I need you very much. I wish you hadn’t gone. I still cry. I still need you. I still love you. You’re still precious to me. I can still see the little boy in you and I can still hold you, sometimes, just like I feel you sometimes holding me. Thank you for that.

I need you more than ever now. I’m scared. I want to be strong enough to allow myself to go with Jonathan completely. I still feel like I’m hurting you by doing that. i still feel like I’m cheating on you. I still feel like it’s wrong to leave you standing alone on the other side when all I really want to do is run through the veil, wrap my arms around you and hold you, and thank you for knowing me.

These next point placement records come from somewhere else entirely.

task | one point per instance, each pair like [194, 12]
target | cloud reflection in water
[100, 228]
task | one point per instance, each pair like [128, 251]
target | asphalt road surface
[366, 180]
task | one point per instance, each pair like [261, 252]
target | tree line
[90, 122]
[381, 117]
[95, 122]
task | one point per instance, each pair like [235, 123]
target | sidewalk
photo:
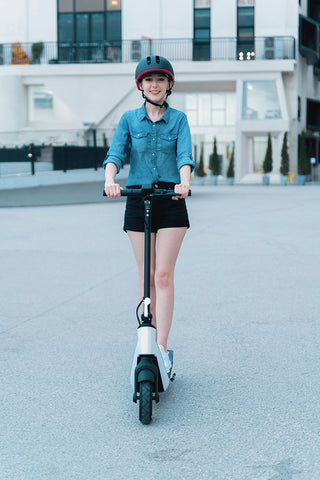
[246, 336]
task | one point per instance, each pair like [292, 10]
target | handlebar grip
[134, 192]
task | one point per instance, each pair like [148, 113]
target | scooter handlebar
[147, 190]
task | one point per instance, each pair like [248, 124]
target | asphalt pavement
[246, 336]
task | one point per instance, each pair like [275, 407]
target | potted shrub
[230, 171]
[37, 49]
[267, 163]
[303, 164]
[284, 166]
[214, 163]
[199, 170]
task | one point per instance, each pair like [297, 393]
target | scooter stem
[147, 317]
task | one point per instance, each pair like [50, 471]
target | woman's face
[155, 86]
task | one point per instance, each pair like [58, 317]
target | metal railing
[262, 48]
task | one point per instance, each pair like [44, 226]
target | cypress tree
[284, 167]
[267, 163]
[214, 159]
[200, 166]
[303, 164]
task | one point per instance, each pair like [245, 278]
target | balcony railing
[262, 48]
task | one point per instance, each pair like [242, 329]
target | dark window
[66, 27]
[82, 27]
[99, 21]
[201, 42]
[113, 26]
[245, 33]
[97, 27]
[314, 10]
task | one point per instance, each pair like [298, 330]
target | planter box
[200, 180]
[265, 180]
[301, 179]
[213, 179]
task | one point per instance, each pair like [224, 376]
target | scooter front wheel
[145, 402]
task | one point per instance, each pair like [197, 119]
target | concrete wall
[28, 21]
[157, 19]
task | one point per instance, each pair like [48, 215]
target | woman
[160, 154]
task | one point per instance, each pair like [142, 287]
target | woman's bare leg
[137, 242]
[169, 241]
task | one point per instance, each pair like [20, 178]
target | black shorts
[165, 213]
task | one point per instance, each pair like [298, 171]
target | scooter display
[149, 376]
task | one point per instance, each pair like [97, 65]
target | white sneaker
[165, 357]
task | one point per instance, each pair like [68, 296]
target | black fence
[62, 158]
[72, 158]
[262, 48]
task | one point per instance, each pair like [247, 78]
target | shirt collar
[142, 113]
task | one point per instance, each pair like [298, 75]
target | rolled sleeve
[118, 150]
[184, 145]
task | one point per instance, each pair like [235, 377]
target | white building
[243, 68]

I wish I could see you tonight in my dreams. I wish you’d come.


Monday, January 5, 2009


I got through the anniversary cluster; Chris’ birthday, Thanksgiving, Christmas, New Year’s Eve and New Year’s Day. One more anniversary to go. Our anniversary. January 17.

I had a wonderfully joyous weekend, this past, and I’m a bit surprised to admit that I’m feeling some more sadness today, probably due to the upcoming anniversary. It’s okay. Actually, it isn’t okay. I feel anxiety. I hate it. I feel sadness. I hate that, too. I worked out extensively this evening, and the exercise helped a lot, but endorphins, like any other vice, are a temporary fix. I know I’ll be okay.

I have been thinking about Chris, a lot, lately. I can see his face so clearly in my mind’s eye. I feel like I just saw him, yesterday, and I feel like I haven’t seen him in years. I miss him.

I’d like to be open, but there’s a part of me that’s terrified to feel. When I’m with Jonathan, I love him. When I think about him, I love him. But I think about Chris, too, and I still love him, too. I love someone I can never see again and I love someone I can see whenever I want to. I don't want to lay this on him, though. It's my crap, not his.

Maybe I’m just tired, tonight. I’m chalking up my sadness to weariness. A good night’s sleep and tomorrow’s cup of coffee are just around the corner.